Senior Schroders economist comments on the election
A last minute surge of support for the Conservative party is now expected to lead to an outright majority for David Cameron’s party – an astonishing result and totally unexpected by pollsters and betting markets.
It appears that the polarisation of the parties in the political spectrum has had two effects. The first is the decimation of the centrist Liberal Democrat party as voters moved to either Labour or the Conservatives. The second impact is a shift of floating centrist voters to the Conservatives, as the Labour Party was dragged further to the left (socialist) by the Scottish National Party (SNP), while Cameron held firm. The SNP has made spectacular gains in Scotland at the cost of Labour and the LibDems, which will surely sharpen the divide with the rest of the UK and re-raise the Scottish Independence debate.
For investors, a clear victor removes a tremendous amount of uncertainty in the near-term over the ability of the government to govern and legislate and, as a result, Sterling has bounced by about 1.25% against the U.S. dollar; 2.5% against the Euro, while FTSE 100 futures are trading about 1.7% higher, with strong gains in banking and utility stocks, which were under threat by Labour policy.
In time, the focus of investors will shift to the uncertainty that will come ahead of the proposed referendum on the UK’s membership of the European Union in 2017, which could prompt some domestic and overseas investment to be delayed. Latest polls on the question suggest that those that want to remain in the union have a small lead, but that the majority are undecided.

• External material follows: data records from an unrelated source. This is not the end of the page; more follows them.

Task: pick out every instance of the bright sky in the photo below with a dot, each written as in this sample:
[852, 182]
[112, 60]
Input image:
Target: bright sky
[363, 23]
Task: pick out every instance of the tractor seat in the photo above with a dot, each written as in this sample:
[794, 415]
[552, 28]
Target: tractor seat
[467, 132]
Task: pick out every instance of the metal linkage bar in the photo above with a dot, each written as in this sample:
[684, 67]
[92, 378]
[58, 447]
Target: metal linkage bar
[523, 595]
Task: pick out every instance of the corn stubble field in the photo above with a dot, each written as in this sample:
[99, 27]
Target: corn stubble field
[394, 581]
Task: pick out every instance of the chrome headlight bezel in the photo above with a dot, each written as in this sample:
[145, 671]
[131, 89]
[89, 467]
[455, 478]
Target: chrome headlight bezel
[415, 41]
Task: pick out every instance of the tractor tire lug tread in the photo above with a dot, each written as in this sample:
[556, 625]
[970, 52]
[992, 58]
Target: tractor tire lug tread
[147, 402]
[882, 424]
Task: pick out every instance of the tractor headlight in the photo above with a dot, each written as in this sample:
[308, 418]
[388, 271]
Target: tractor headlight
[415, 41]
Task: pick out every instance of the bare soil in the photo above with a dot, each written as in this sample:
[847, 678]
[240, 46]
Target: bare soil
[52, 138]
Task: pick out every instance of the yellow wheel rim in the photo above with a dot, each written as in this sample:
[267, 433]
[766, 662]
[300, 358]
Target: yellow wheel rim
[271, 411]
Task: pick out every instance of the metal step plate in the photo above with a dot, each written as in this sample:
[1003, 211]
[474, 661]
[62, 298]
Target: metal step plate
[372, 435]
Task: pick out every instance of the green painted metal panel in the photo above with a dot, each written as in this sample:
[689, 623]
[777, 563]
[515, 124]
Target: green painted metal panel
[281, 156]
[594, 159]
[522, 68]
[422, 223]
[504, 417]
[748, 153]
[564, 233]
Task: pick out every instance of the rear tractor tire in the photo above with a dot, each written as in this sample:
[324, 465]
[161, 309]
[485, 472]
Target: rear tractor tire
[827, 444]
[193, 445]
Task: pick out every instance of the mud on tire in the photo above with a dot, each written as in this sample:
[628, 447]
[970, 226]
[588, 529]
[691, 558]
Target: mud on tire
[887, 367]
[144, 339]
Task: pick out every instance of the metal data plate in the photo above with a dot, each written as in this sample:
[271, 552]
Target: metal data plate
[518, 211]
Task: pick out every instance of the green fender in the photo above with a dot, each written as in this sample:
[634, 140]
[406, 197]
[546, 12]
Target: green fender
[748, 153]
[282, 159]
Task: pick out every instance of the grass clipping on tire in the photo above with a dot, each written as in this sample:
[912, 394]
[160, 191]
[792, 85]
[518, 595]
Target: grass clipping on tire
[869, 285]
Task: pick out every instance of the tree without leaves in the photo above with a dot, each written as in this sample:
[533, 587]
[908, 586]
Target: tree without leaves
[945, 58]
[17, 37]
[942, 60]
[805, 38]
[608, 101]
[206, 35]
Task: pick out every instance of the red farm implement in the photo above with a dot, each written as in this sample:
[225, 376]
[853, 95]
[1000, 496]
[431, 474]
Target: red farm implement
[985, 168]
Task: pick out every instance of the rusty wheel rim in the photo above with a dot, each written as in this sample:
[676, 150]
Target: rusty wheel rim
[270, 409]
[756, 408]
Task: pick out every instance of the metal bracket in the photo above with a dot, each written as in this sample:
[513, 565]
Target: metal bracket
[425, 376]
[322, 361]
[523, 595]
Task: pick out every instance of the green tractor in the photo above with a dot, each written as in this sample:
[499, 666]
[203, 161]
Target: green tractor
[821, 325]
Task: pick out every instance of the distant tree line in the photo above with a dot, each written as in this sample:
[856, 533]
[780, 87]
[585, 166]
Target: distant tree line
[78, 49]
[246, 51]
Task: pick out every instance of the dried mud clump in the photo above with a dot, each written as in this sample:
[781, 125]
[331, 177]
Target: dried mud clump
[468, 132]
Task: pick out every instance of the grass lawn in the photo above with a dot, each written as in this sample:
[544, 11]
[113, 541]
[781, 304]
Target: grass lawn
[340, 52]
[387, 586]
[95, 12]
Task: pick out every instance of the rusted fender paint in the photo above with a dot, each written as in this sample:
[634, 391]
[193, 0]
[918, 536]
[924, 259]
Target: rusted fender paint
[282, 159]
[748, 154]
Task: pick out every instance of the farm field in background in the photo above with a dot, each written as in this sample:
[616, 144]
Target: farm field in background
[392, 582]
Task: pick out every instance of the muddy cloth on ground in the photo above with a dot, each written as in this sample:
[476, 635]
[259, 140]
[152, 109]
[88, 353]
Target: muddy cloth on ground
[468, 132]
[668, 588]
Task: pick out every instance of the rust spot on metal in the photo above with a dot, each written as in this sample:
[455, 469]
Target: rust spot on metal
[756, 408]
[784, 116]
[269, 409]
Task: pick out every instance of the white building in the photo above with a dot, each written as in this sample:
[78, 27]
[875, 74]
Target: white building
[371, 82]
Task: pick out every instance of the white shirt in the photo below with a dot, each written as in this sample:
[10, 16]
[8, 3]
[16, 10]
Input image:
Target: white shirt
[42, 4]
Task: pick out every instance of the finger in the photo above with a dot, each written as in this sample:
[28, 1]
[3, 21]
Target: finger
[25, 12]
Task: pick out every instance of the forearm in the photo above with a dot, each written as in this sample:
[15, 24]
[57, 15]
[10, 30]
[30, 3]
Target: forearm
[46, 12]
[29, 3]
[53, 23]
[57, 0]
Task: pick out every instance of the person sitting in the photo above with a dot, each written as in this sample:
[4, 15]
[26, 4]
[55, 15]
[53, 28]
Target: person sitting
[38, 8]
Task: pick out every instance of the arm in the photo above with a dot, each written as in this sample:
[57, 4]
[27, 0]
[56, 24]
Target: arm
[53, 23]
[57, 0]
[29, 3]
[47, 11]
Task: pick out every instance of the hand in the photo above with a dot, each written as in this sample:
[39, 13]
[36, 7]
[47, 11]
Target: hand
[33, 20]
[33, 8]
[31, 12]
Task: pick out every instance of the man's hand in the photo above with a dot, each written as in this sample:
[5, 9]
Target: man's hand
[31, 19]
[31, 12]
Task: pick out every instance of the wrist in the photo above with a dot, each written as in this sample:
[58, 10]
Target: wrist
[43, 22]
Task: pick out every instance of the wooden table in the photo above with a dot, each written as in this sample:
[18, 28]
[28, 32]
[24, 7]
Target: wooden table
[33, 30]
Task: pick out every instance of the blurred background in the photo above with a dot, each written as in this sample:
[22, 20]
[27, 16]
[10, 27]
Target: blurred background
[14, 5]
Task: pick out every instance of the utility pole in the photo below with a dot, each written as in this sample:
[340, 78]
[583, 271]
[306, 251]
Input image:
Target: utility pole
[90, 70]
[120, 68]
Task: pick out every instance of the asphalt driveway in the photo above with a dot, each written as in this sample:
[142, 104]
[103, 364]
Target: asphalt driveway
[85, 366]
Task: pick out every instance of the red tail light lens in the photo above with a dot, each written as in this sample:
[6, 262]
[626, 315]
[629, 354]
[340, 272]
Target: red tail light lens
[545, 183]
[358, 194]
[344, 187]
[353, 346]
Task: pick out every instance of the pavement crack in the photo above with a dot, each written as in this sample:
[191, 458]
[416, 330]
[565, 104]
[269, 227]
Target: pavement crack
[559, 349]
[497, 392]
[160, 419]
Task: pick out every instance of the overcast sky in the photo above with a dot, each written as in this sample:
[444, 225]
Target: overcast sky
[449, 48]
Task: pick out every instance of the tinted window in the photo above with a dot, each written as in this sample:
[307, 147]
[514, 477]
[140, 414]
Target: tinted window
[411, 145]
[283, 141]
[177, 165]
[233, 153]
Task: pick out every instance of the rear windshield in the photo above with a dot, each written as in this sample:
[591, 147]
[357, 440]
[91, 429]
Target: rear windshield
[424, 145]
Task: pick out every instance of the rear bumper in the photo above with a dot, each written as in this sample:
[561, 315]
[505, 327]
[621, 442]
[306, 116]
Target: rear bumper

Otherwise, in the near term, the clarity delivered by the election will boost activity as households and businesses can take investment decisions with greater certainty over tax and regulation. Looking further out, the projected election results give the Conservatives the mandate to continue to implement its austerity plan, even if that plan has been eased in recent years. Government spending cuts are likely to continue, particularly in welfare payments where the government had sought to increase the relative gains for a return to work versus living on welfare.
With Cameron promising more money for the National Health Service and vowing not to increase taxes until the end of the decade, it makes it even more important for the government to find those efficiency savings and clamp down on tax evasion if fiscal targets are to be met. The fiscal deficit remains high at just over 5% of GDP, while the current account deficit is also close to record highs – highlighting a lack of domestic savings relative to domestic investment growth.